Frequently Asked Questions

How fast is the EU economy growing in 2025?

The EU grew at 0.9% in 2024 and is forecast at 1.3-1.5% in 2025. Growth is uneven: Central/Eastern Europe leads while Germany and France lag. Energy costs, US tariff uncertainty, and weak domestic demand are the main headwinds.

What is the EU doing about US tariffs in 2025?

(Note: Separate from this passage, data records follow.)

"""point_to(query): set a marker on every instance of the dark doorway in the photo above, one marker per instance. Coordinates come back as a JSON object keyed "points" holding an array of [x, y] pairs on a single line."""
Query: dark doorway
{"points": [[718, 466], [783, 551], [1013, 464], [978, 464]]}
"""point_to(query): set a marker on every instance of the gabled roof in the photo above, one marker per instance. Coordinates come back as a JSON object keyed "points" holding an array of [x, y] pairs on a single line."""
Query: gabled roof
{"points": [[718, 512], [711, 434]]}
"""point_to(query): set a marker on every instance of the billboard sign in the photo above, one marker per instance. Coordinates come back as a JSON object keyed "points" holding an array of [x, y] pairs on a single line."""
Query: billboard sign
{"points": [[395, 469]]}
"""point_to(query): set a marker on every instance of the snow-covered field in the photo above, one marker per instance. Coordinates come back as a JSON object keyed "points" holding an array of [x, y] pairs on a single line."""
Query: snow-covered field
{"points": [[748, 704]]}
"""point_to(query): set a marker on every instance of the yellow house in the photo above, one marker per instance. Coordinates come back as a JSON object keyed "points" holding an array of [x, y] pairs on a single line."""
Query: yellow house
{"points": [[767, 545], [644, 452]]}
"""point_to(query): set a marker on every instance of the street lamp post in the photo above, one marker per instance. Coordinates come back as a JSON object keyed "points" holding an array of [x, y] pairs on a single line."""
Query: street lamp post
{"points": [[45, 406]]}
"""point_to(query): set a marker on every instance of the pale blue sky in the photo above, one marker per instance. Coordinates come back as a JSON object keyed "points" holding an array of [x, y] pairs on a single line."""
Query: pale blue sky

The European Commission has prepared retaliatory tariff packages and is seeking a negotiated arrangement with Washington. Internal EU divisions between export-dependent states (Germany) and those favoring a harder line complicate the EU's negotiating posture.

What did the Draghi report say about EU competitiveness?

The September 2024 Draghi report warned of an "existential challenge" from the EU's lagging innovation and high energy costs (2-3x US levels). It called for €800 billion in additional annual EU investment in clean energy, technology, and defense — now the basis for the EU's 2025-2029 competitiveness agenda.